On Mr. Basketball Player
Some of you may be wondering what ever happened to my “basketball player”… I’ve kept silent since I posted about him here. Now that I’ve had enough time to analyze what has happened between me and my basketball player, I feel more confident to share this…
An open letter to my basketball player:
Dear Basketball Player: I remember that poignant moment when you told me, in the sanctity of my bedroom, still, cold and dark then, how people thought you were such a strong, strong guy, while deep inside you know you are weak. You told me how you were amazed by my steel-strong character underneath the caring person you so adored. Tears were flowing down your cheeks, and there and then I saw the confused boy underneath the macho persona I thought I adored.
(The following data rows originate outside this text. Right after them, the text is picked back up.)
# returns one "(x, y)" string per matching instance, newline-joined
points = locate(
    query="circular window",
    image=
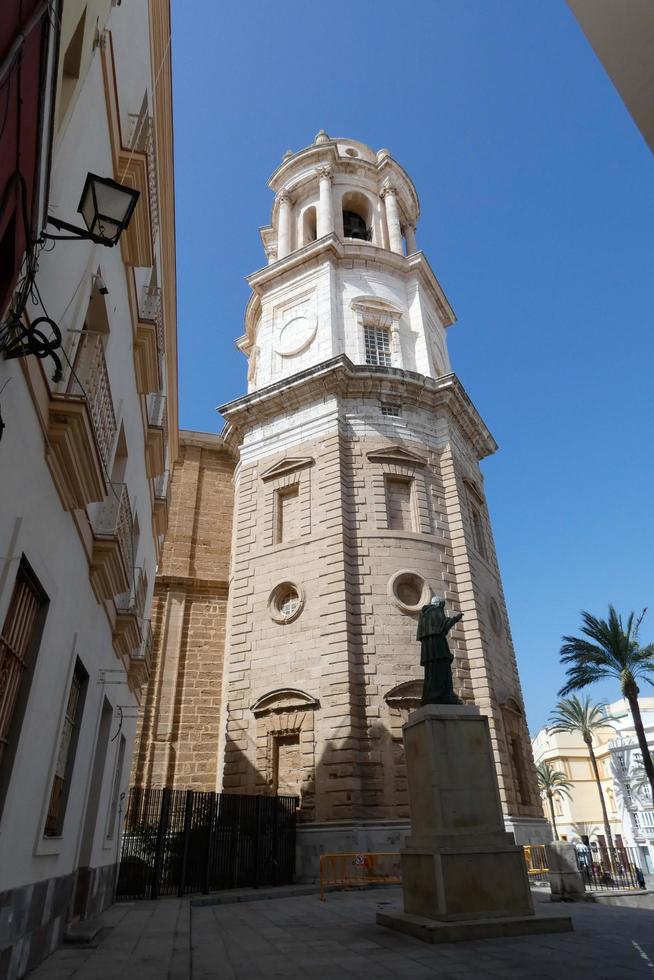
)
(495, 617)
(286, 602)
(409, 591)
I remember these thoughts, with bitter sweet remembrance — sweet because of your absolute sincerity, and bitter because somehow I cannot feel anything but pity. How can I help you if you wallow on your misery, and you take comfort in being miserable? I don’t think that you even know what you’re looking for. So for my own sanity, I’ve got to close the door. I wish you the best though, even if for now it meant solitude. Just so that you can start getting to know your real self, my friend.
And a song from Avenue Q, so fitting for my basketball player:
There’s A Fine, Fine Line
(by Katie Monster, Avenue Q)
There’s a fine, fine line between a lover and a friend;
There’s a fine, fine line between reality and pretend;
And you never know ’til you reach the top if it was worth the uphill climb.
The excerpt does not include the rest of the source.